The South African Union of Students (SAUS) has said they will be looking to discuss issues of free education directly with the Presidency than through the Commission of Inquiry into Free Higher Education.

This comes after the first day of the Commission’s public hearings in Pretoria.

SAUS deputy secretary general Fasiha Hassan said they wanted the direct line because they were disappointed with the commission’s lack of political power to discuss issues of free higher education.

“SAUS is now looking towards creating a direct line with the president of the republic,  particularly because this is a presidential commission and when we raise issues, stuff around decomodification, stuff around how to realise free education, we are often told that we now have to take it back to the president,” said Hassan.

She added that “If we are not going to be talking to a commission without political will then we have to take it straight to the top.”

Student activist Tasneem Essop also questioned the Commission’s purpose on Twitter.

“I don’t understand, surely #FeesCommission should be finding a feasible model for free education & not checking if free education is feasible,” she said.

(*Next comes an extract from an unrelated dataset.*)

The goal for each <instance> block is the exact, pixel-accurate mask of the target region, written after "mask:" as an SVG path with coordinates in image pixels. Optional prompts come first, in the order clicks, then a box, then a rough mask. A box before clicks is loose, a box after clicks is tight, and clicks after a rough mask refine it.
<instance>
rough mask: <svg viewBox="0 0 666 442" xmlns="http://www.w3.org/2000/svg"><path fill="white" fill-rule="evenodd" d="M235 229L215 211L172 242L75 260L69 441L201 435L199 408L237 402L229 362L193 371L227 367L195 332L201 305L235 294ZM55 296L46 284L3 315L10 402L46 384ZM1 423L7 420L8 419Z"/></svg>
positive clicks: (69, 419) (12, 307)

The commission of inquiry was established in January by President Jacob Zuma following #FeesMustFall protests where students demanded free higher education and training. The commission was expected to submit their findings in eight months, however two weeks ago the Presidency said they would extend the due date to next year June 30.

The commission is expected to submit a preliminary report on or before November 15. The public hearings are set to continue today in Pretoria and will end in September in Kimberly.